When we start to develop a device such as the fistula plug or the vascular graft, the first order of business is to meet with as many surgeons as possible to listen to what problems they are facing with their patients, how many patients this problem effects, what they like and dislike about the current processes and what would they like to see if they could make a device. We cannot get enough opinions because every surgeon’s experience is different depending on locations within the country, their level of skill and level of experience. After hearing different opinions, we then begin to develop a prototype device, run different tests and then circle back to these same surgeons to let them provide their thoughts on the prototype. This iterative process continues until we have the best device possible. It doesn’t end here though. We continue to work with surgeons as we think about how to evaluate these devices in a clinical trial or to have them provide their opinion to a potential strategic partner or investor to help acquire funding that will allow advancing the device.

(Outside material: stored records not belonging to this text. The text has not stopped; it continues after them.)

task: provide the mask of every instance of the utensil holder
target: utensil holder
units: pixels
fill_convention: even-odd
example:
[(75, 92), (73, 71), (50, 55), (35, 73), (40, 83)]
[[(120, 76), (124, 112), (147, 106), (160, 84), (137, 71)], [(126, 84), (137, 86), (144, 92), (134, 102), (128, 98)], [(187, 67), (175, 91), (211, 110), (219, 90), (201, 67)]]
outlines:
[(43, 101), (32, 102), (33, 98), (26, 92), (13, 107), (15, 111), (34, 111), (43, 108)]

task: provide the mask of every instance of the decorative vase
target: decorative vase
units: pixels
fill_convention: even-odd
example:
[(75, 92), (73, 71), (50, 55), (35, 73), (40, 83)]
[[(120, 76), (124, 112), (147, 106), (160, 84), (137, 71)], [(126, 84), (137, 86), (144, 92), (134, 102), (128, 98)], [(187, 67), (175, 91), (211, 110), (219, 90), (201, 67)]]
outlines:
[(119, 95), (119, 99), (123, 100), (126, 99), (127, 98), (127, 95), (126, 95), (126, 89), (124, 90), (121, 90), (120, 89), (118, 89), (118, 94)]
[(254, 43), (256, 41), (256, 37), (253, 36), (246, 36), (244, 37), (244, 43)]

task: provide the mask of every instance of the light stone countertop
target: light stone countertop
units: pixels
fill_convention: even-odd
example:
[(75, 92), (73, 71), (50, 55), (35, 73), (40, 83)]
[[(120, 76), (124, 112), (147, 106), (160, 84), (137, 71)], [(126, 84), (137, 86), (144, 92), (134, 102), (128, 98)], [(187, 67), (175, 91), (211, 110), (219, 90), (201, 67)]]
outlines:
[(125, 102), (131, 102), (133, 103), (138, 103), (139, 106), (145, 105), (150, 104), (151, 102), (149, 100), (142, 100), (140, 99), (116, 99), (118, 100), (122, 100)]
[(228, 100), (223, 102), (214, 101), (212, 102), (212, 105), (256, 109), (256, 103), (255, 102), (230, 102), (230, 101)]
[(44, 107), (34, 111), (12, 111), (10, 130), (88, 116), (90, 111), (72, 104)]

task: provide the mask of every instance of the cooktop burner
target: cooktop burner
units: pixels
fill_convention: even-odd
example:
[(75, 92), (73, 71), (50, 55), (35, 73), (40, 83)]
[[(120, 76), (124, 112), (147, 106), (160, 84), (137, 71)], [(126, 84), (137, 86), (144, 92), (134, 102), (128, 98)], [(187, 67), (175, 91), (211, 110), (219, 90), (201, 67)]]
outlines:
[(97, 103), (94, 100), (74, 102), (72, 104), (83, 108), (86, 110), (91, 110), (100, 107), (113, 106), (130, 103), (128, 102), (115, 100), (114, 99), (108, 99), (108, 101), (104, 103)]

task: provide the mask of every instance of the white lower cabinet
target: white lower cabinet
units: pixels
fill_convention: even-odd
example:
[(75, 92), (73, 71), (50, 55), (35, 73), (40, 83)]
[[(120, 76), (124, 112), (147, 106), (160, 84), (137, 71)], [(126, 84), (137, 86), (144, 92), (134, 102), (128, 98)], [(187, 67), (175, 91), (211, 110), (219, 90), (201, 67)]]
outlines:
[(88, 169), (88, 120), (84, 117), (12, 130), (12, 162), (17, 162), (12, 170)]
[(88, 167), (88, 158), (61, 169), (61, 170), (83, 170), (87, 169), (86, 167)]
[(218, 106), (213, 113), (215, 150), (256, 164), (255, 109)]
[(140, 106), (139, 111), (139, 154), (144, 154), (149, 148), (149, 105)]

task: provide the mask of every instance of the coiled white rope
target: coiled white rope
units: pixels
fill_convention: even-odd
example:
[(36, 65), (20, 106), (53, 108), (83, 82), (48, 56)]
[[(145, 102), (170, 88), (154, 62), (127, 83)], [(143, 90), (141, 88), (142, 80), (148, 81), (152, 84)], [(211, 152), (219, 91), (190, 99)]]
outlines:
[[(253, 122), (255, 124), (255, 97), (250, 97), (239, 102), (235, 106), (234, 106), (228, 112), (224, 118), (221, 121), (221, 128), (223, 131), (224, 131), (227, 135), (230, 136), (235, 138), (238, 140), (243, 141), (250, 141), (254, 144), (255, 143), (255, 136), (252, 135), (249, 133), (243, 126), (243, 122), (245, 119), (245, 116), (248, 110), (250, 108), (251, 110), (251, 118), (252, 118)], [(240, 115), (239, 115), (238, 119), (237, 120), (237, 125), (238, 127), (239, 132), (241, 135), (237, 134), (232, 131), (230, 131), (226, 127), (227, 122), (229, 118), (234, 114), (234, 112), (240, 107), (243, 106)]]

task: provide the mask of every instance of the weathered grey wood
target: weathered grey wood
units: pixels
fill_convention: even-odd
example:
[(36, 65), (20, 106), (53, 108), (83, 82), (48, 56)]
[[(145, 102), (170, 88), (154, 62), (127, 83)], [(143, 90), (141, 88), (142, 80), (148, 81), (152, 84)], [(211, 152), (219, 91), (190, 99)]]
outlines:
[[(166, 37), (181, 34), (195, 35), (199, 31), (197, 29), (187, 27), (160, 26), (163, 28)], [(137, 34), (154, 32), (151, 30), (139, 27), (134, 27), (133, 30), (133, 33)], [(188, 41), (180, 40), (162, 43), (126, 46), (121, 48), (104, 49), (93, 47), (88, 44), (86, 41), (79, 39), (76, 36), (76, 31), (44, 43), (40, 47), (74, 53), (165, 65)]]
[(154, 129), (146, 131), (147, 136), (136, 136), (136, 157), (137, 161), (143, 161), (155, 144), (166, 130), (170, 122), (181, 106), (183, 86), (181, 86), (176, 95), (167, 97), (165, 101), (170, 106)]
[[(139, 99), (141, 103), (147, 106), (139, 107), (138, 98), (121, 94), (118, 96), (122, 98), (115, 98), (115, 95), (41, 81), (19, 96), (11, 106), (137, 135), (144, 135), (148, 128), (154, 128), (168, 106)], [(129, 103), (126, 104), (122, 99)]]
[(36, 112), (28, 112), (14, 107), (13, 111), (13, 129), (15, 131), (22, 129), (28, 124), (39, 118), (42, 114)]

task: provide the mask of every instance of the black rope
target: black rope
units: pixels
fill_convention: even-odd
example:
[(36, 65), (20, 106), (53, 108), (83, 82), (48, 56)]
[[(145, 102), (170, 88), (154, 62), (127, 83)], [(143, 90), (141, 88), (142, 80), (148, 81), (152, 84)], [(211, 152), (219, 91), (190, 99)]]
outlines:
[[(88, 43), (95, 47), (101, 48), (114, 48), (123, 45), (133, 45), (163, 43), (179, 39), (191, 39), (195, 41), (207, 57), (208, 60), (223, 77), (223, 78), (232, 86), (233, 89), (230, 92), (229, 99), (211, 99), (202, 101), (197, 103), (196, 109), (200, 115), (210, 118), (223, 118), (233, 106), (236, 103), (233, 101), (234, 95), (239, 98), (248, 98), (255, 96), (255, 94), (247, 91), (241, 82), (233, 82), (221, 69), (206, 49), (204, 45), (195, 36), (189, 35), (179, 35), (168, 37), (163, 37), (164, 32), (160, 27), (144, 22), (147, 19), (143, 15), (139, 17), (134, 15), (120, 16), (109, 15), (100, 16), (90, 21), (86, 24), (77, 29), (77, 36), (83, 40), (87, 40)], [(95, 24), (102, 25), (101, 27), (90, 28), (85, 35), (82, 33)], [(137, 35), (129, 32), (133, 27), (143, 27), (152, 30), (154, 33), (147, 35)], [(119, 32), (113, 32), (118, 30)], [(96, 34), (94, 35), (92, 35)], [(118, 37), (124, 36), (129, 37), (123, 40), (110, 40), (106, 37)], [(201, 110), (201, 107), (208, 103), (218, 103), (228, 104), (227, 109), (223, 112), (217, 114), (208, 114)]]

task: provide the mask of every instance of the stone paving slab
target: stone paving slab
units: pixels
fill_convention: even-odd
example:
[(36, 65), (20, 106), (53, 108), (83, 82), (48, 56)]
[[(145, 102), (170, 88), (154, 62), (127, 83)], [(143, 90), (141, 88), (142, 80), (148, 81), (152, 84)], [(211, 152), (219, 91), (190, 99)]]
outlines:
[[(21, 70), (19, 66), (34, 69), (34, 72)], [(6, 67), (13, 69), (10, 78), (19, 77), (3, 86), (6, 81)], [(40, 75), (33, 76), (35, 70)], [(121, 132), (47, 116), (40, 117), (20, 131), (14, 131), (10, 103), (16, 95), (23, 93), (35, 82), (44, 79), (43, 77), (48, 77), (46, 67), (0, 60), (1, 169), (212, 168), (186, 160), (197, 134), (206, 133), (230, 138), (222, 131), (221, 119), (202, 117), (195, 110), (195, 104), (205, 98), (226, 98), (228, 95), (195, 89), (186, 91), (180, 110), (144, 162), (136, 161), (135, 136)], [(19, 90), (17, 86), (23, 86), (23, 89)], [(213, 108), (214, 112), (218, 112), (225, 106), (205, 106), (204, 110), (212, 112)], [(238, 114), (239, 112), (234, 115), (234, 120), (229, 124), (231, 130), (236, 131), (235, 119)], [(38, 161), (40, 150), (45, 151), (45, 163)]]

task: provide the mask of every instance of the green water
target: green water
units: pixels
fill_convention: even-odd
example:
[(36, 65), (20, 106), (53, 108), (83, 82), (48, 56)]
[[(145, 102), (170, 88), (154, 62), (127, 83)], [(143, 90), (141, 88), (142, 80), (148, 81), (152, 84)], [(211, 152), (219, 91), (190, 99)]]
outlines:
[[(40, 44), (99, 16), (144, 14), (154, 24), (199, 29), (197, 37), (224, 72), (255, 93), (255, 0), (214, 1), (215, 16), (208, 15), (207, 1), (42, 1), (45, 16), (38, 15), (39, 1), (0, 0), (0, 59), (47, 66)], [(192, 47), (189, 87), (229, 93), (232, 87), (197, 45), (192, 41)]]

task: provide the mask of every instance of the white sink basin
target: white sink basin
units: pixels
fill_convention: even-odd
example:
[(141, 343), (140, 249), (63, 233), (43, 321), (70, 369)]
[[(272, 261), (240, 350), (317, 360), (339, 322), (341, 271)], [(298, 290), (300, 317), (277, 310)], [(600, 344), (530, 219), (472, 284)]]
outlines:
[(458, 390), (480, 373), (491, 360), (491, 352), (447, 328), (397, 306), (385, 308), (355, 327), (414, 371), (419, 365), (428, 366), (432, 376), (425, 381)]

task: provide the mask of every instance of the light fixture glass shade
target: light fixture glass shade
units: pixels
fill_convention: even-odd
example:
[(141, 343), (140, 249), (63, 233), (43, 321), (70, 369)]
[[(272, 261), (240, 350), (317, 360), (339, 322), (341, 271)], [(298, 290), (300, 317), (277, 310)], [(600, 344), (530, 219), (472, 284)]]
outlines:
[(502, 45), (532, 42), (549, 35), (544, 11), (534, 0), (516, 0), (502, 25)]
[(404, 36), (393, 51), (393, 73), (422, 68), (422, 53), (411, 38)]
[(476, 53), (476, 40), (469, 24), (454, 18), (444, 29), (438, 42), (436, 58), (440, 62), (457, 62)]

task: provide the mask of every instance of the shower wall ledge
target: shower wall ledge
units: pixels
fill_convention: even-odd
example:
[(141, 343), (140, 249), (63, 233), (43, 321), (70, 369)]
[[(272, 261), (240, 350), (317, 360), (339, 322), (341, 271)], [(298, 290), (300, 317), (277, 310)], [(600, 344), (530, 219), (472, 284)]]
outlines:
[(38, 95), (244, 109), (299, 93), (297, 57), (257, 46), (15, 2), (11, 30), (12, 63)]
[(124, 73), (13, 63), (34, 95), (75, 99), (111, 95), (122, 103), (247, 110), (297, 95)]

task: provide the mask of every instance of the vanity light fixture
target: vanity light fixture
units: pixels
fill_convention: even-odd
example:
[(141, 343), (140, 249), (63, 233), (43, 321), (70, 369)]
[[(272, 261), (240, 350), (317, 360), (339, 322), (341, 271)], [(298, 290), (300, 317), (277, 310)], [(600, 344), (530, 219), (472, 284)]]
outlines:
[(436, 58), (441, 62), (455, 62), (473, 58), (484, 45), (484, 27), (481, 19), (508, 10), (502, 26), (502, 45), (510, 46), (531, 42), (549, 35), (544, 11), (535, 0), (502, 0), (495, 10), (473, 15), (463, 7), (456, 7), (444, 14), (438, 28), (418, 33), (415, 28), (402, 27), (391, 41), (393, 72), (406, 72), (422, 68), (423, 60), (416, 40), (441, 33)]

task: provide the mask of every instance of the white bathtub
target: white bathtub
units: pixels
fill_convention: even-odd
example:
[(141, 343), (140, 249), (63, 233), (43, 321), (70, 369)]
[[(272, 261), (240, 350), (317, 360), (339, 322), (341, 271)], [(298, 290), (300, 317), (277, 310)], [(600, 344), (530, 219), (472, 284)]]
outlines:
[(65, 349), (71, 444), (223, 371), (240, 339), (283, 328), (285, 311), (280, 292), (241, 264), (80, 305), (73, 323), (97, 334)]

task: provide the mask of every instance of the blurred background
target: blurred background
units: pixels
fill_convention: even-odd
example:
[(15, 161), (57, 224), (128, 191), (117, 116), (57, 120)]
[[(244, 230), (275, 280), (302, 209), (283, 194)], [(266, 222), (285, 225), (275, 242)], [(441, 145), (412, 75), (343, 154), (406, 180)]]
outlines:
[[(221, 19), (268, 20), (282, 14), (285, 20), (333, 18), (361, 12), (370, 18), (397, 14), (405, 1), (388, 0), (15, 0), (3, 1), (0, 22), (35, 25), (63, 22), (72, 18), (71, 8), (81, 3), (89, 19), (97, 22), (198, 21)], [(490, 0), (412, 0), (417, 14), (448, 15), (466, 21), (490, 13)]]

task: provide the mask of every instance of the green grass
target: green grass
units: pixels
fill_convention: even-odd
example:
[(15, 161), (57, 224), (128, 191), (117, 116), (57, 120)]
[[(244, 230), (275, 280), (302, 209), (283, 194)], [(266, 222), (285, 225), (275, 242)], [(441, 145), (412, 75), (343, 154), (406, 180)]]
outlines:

This week alone I conversed, either through email or via phone, with several colon and rectal surgeons, a transplant surgeon and an orthopedic surgeon. These are three different programs that we are developing, some at concept stage and some much further along. I cannot express enough how much I enjoy these discussions. These respective surgeons are so passionate about helping their patients. They are also disappointed about how often they have no great options for helping their patients. The problem, as I explain it to them, is that devices that we are evaluating for their patients are not multi-billion-dollar markets. This significantly limits interest from investors. It is hard for surgeons to understand this since all they can see is that they have patients who need help. For me, it is frustrating because I hear what these surgeons are saying and all I can say is we are doing all we can to get interest because without funding, we are so limited in what we can do. As you know, I am an optimist and stubborn. I will keep trying until I exhaust every avenue. Every patient is worth that effort. Maybe we will find a partner or investor that is interested in devices that even though they won’t hit a “home run” in terms of a return, they will still hit a “double” in that they will make money and help patients.
Please continue to stay vigilant and keep social distancing, wear a mask where social distancing is not possible to protect yourself and those around you and frequently wash your hands. Doing the simple things gets us back to some sense of normal. The scientific evidence is overwhelming that masks and social distancing have a positive effect on controlling the virus. Please keep supporting your local businesses as they continue to work through these challenging times. Many other businesses are nowhere near out of the woods yet and won’t be for a long time. As we head to winter in Massachusetts and the cases go up, more businesses are going to rely on curbside take-out. If you can, grab some take-out or visit their outdoor seating for restaurants (while the weather is still decent and the heaters still work) or get an online membership for a local gym. Please also consider donating to your local food pantry or to other nonprofit groups that are helping people who need it. Every little bit helps! Americans are a tough, innovative bunch and we will get through this together!